The United States is the lead country on South Sudan. Poland chairs the 2206 South Sudan Sanctions Committee.
This information is based on Watchlist’s Children and Armed Conflict Monthly Update – March 2019.
Year listed: 2007
Action Plans signed: SPLA – recruitment and use of children (November 2009; renewed in March 2012 as the national armed forces of South Sudan; recommitted in June 2014); SPLA/M-in Opposition – recruitment and use of children and killing and maiming (December 2015)
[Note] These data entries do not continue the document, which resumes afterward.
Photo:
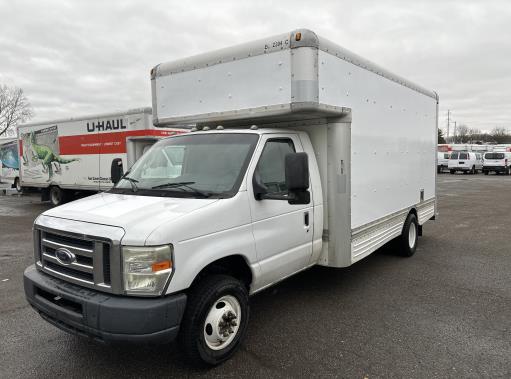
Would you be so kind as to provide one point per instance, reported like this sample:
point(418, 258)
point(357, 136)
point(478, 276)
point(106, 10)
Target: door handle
point(306, 218)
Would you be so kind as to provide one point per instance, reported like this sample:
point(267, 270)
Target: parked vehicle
point(9, 162)
point(498, 162)
point(466, 162)
point(442, 161)
point(278, 177)
point(64, 156)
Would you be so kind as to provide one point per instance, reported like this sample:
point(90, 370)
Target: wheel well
point(233, 265)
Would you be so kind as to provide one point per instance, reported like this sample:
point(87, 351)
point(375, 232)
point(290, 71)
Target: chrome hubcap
point(222, 322)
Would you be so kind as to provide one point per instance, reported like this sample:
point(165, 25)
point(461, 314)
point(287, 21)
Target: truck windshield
point(191, 165)
point(494, 156)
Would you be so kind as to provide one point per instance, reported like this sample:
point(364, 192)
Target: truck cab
point(465, 161)
point(225, 211)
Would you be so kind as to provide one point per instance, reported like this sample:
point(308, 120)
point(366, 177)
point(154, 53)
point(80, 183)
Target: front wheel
point(409, 236)
point(215, 319)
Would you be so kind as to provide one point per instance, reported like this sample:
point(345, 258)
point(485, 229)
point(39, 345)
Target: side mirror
point(297, 178)
point(116, 170)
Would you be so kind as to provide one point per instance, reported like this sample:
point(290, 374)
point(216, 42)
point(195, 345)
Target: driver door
point(282, 231)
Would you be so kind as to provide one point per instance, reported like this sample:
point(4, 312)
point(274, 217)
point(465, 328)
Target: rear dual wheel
point(17, 185)
point(407, 242)
point(215, 319)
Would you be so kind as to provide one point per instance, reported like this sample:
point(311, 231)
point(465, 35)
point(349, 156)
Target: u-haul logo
point(102, 126)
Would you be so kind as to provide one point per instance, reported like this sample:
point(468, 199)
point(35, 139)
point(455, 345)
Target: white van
point(442, 161)
point(497, 162)
point(466, 162)
point(274, 181)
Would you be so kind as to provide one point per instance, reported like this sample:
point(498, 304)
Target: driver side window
point(271, 166)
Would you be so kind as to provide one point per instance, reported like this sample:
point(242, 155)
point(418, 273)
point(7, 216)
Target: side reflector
point(159, 266)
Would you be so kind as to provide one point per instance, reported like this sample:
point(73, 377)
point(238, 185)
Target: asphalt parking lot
point(445, 312)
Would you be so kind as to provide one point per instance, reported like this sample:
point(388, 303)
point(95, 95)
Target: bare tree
point(462, 133)
point(14, 108)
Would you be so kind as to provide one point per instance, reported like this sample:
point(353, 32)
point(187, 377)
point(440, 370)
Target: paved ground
point(446, 312)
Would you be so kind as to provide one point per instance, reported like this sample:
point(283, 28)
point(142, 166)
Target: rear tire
point(209, 303)
point(407, 242)
point(17, 185)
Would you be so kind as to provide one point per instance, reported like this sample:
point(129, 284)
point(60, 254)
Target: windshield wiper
point(133, 183)
point(183, 184)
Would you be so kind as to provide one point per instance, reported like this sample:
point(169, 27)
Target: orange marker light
point(164, 265)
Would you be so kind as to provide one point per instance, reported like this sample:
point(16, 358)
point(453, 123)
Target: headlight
point(146, 269)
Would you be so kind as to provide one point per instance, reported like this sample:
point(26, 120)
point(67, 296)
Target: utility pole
point(448, 123)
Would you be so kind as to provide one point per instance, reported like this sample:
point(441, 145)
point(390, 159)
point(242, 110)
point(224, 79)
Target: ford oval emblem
point(64, 256)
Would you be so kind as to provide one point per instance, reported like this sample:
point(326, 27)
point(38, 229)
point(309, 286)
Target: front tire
point(215, 320)
point(407, 242)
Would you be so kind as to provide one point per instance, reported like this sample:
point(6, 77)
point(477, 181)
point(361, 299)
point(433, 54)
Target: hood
point(137, 215)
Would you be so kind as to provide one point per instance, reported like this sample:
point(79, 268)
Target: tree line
point(14, 109)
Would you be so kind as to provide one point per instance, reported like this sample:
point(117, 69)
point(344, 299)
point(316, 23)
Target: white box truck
point(305, 154)
point(76, 154)
point(9, 162)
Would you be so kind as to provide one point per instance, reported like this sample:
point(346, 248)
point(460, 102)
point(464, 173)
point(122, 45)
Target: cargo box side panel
point(232, 86)
point(9, 160)
point(393, 139)
point(48, 156)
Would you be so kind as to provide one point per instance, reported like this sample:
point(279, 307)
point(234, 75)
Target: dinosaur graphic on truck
point(44, 153)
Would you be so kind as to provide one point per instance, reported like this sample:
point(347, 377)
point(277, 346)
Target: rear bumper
point(101, 316)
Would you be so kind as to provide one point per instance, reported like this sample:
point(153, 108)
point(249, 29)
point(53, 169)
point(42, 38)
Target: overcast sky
point(79, 57)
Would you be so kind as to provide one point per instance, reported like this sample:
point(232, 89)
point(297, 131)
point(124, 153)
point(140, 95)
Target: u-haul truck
point(9, 162)
point(304, 154)
point(76, 154)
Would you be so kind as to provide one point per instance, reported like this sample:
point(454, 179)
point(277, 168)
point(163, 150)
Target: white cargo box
point(374, 133)
point(291, 75)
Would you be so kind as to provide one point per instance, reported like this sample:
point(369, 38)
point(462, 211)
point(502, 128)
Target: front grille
point(89, 264)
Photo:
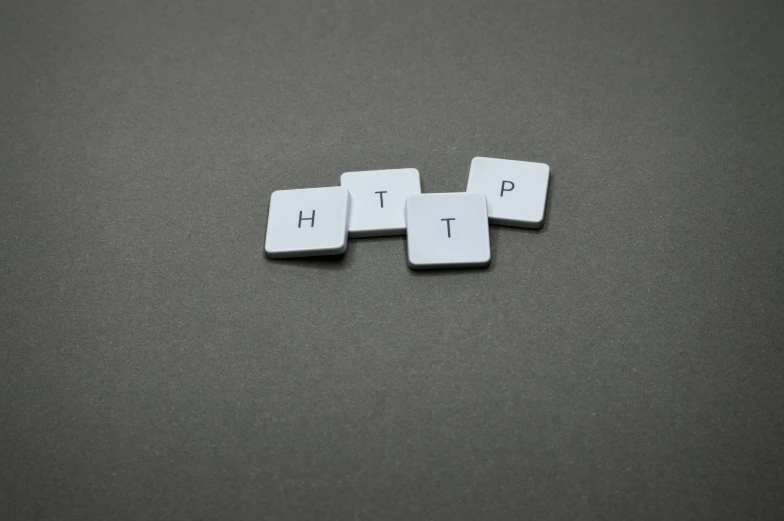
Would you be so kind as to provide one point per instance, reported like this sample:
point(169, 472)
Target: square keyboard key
point(378, 200)
point(447, 231)
point(307, 222)
point(516, 191)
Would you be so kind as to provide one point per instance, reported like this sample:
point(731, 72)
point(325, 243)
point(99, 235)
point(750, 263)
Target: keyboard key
point(307, 222)
point(447, 231)
point(516, 191)
point(378, 200)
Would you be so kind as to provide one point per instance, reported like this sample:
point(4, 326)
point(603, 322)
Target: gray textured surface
point(623, 363)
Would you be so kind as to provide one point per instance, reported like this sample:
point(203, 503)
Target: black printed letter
point(312, 219)
point(448, 227)
point(503, 189)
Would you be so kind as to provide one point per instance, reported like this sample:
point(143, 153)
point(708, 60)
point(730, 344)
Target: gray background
point(625, 362)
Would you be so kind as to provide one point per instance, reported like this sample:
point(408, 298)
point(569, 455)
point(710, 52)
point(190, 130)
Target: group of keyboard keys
point(444, 230)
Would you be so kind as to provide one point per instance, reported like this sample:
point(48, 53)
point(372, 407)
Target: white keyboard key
point(307, 222)
point(378, 200)
point(447, 231)
point(516, 191)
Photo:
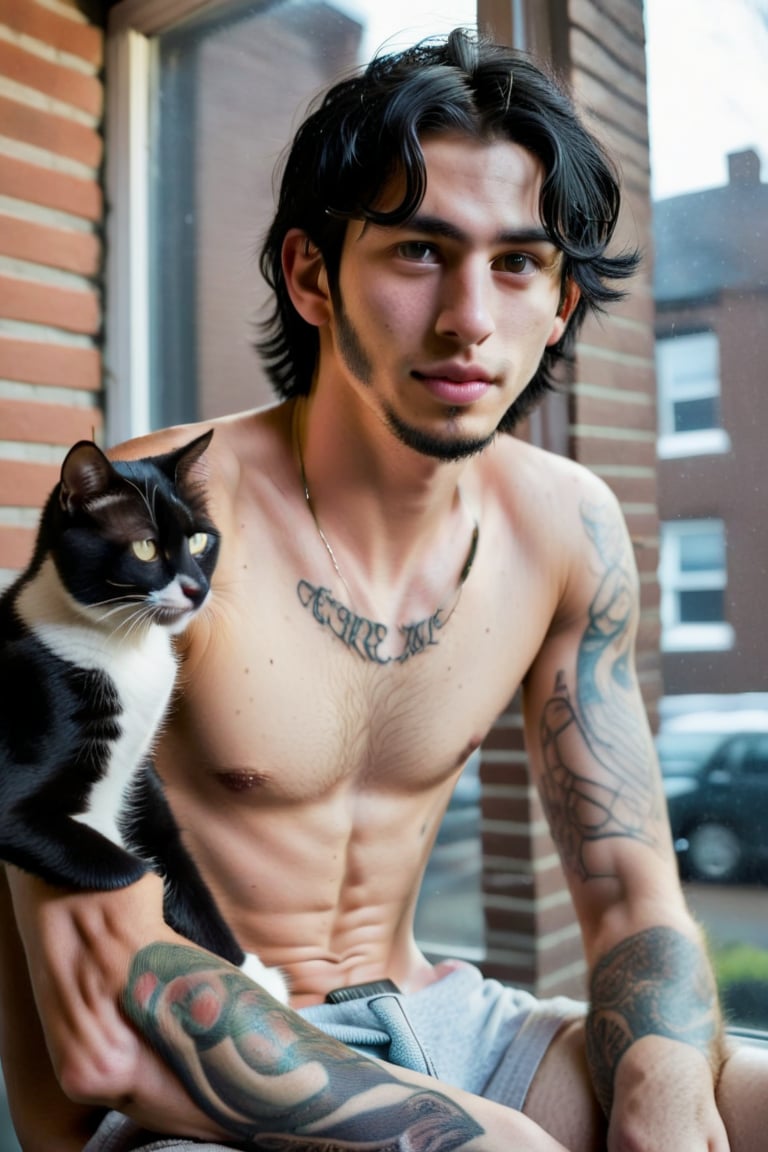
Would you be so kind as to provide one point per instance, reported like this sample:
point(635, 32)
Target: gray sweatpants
point(464, 1030)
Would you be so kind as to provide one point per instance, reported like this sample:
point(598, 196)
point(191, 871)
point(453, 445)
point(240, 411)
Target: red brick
point(46, 130)
point(53, 189)
point(38, 303)
point(31, 422)
point(629, 489)
point(609, 412)
point(25, 484)
point(59, 248)
point(611, 449)
point(60, 32)
point(50, 364)
point(56, 81)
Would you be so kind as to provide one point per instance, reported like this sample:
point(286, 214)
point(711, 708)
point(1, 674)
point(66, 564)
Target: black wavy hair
point(370, 127)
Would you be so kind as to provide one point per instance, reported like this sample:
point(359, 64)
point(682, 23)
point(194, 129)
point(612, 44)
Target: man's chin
point(446, 447)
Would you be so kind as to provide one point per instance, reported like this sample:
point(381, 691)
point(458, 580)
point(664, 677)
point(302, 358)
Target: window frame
point(678, 636)
point(700, 441)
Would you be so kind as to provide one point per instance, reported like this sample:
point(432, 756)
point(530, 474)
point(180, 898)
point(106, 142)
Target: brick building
point(712, 292)
point(78, 338)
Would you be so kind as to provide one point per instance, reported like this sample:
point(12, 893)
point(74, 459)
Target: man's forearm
point(656, 983)
point(259, 1070)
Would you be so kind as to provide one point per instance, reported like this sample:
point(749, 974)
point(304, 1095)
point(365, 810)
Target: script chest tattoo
point(364, 636)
Sanctions Committee: South Sudan Sanctions Committee
Secretary-General’s reports on CAAC in South Sudan: 2014; 2011; 2009; 2007; 2006
Security Council Working Group conclusions on South Sudan: 2015; 2012; 2009; 2008; 2006
UN Mission: UNMISS; UNISFA
Perpetrators listed in the annexes of the Secretary-General’s annual reports on children and armed conflict
|South Sudan Defence Forces, including the forces of Major-General Gabriel Tang Ginyi||a,b,c|
|Sudan Armed Forces (SAF)||a,c||a,c|
|Pibor Defence Forces||a,b,c|
|Sudan People’s Liberation Army (SPLA)~*||a,c||a||a||a||a||a,b||a,b||a,b,c,e||a,b,c,e|
|Lord’s Resistance Army (LRA)*||a||a,b,c||a,b,c||a,b,c||a,b,c||a,b,c||a,b,c|
|SPLA in Opposition~||a,b||a,b||a,b||a,b|
a: Parties that recruit and use children
b: Parties that kill and maim children
c: Parties that commit rape and other forms of sexual violence against children
d: Parties that engage in attacks on schools and/or hospitals
e: Parties that engage in abduction of children
f: Parties that deny humanitarian access to children
~ This party has concluded an action plan with the United Nations in line with Security Council resolutions 1539 (2004) and 1612 (2005).
* This party has been in the annexes for at least five years and is therefore considered a persistent perpetrator.